I used to do that tinkering my phone and scanning those messages while my wife is doing the same, and when the time anyone of us getting so sleepy and ready for the night’s rest… good night honey, and I can’t even kiss her because she was busy with friends at social media.
Technology is good but use it appropriately especially when it comes to a relationship. New smartphones are magnets, and you don’t even know or aware you’re magnetized to it or your partner while you’re somewhat going away from her.
Here’s what you can try with your wife, and for most couple, this technique might have been awhile since the last time doing it. Both of you lie naked on the bed without the main purpose of having sex.
Just play around with touching each other and learn if those spots before are still triggers or turn-ons at this time.
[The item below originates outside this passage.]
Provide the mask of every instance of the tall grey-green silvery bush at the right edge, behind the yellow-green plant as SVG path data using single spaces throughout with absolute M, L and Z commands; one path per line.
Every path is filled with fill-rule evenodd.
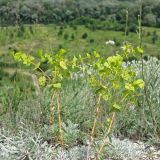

Our body changes overtime, and those erogenous before may not be as erogenous or erotic to for touching at this point of your marriage for a number of years.
So, rediscover and as a matter of fact, you can try doing what is called OM‘ing(Orgasmic Meditation).
It’s great for reconnecting and rekindling great erotic moments. And, before you do this, please for the sake of privacy turn off all cellphones and other electronic devices that can disturb your intimate enjoyment. Just tune into each other erotically.
You can even do back massage for your partner while both of you are naked.
Don’t worry about the erection you have, just refrain from inserting it right now and just enjoy the moment naked with her without any sexual intercourse.
Doing this also builds up more desires for her and you. In fact, this can be considered as one effective foreplay.
Flirt All Day Long
Having sexual intercourse with your wife should not be a duty or routine. Instead, make it fun. Yes, you can have sex with her anytime anywhere in the house without her getting an orgasm as long as she has fun with it.
That’s the difference of considering having sex a duty to your wife, and when you can’t make her orgasm, you feel disappointed and does she.
When you make fun flirting, and having sex to some point, do it. This is where the build-up of trust and openness begins to open and again allowing passionate connections between you and your wife.
Again, I refer to a previous article covering various ways to performing foreplay because it’s not just about kissing and touching while in bed when you’re about to having sex. Foreplay can be done in and out of the bedroom.
In fact, flirting can be considered a form of foreplay, sending playful text messages or tweets to her is a proven trigger for dopamine release, which eventually results to sexual arousal.